Whereupon she let it feel her full rage, and the silver fire that had started to spill from her weakening constraints.

Fire the beholder sought greedily to take from her, for was it not the fabled all-consuming power that humbled all magics? Would not an eye tyrant wielding silver fire be able to conquer all, and rule every last tree and river of Faerûn it desired?

Dove smiled bleakly into its great eye, and gave it what it wanted. Silver fire, unleashed and raging.

Rushing through the mind she was locked to, boiling and melting remorselessly, destroying so swiftly it barely had time to know true terror.

An awful reek rose around her as the malevolent beholder’s brains fried.

Until Glormorglulla could think no more.

One by one, the small orbs at the ends of its writhing eyestalks burst, popping out gooey matter and then weeping a dark ichor. Then the great eye darkened and shriveled, until it looked like the largest raisin Dove had ever seen.

About then, her mind-hold failed. She was going fast.

Dully, she watched the husk of the great eye tyrant drift aimlessly away.

Well, she’d taken down one prince. Those elf elders would have to deal with his surviving brother.

“Florin,” Dove gasped with her last breath, still draped over the sword that had slain her, tongues of silver fire blazing out between her lips. “I’m coming. Coming at last.”

Magnificence and a dream restored in the heart of the forest, the City of Song-but the song was faint and faltering now.

It had all come down to this bitter end, here in this fiery blue cleft amid a last paltry handful of spired buildings. So fair and so doomed.

“Females first,” the coronal ordered the elf knights around her briskly. “Young and old together-pair them if you can, but waste no time trying to do so.”

Blue fire lit her face in flash after flash; the pulsing blue glow of the portal was reflecting back off the knights’ armor, wherever it wasn’t covered with gore.

“Of course,” the eldest knight agreed, and spun away to see it done.

“You, you, and you,” the coronal said, pointing at other knights, “with me!” And she started to run, down along the ragged and lengthening line of children and elders, to take a stand at its end, in case the last line of defenders-pitifully few they were too-was overwhelmed.
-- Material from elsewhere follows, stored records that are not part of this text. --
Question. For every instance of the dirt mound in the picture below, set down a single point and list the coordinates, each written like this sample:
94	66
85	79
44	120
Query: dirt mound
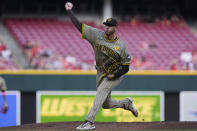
106	126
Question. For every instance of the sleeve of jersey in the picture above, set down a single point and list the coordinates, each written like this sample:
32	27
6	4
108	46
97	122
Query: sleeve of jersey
89	33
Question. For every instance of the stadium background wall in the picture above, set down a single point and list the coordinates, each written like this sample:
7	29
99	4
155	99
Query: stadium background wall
29	81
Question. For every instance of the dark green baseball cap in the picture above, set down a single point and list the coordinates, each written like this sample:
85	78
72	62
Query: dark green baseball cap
111	22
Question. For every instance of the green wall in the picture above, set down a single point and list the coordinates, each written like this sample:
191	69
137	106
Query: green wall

She got there just in time. “Mages!” she called over her shoulder, and pointed at the surging besiegers, as they overbore two elves-several spears and glaives thrusting through each-and poured forward.

The coronal strode to meet them, and the knights with her grimaced and rushed to get in front of her, to shield her with their lives.

They were still a few strides apart from the foremost mercenaries when the elf line broke in another place. With a ragged roar of triumph, the Shadovar-hired mercenaries charged, heading around the coronal and her handful so they could fall upon the largely undefended line of children and elders.

The coronal turned and rushed to intercept them. “Old lives for young!” she cried to the loyal elves running with her. “Win a future for our younglings with our own blood!”

As she chose the highest ground, to stop and make her stand, Ilsevele Miritar saw that she’d been shouting to only six Tel’Quess-and the grinning and eager foe closing on them were beyond counting.

Yet the slope between her and the human hireswords was suddenly shrouded in blue-green mist. A spell, obviously, but not one she recognized. Nothing the handful of high mages here could cast, of that she was sure.

The mercenaries boiled up the hill-but out of the ground in front of their boots, up through the coiling mists, rose a line of baelnorn.

Tall and gaunt and terrible, eyes aglow and withered bodies clutching long curved swords and scepters that shone with risen magic.

“Dove hath called, and we answer,” the tallest of them announced, and raised her scepter.

The line of blue-white fire smashed a dozen mercenaries as if a stone had been dashed into a heap of raw eggs. Torn bodies flew through the air, and the screaming began. Then other scepters spat, and the slaughter really began.

Sapphire-blue hair swirled, dark eyes blazed, and the lone petite elf slashed with a sword that was not there, a bloody edge of sharp force sweeping through the air and cleaving flesh, bone, armor and blade alike.

It cut a bloody swath through shouting, shrieking mercenaries-and then she was gone, darting like a hummingbird across the glade to thrust and slice anew.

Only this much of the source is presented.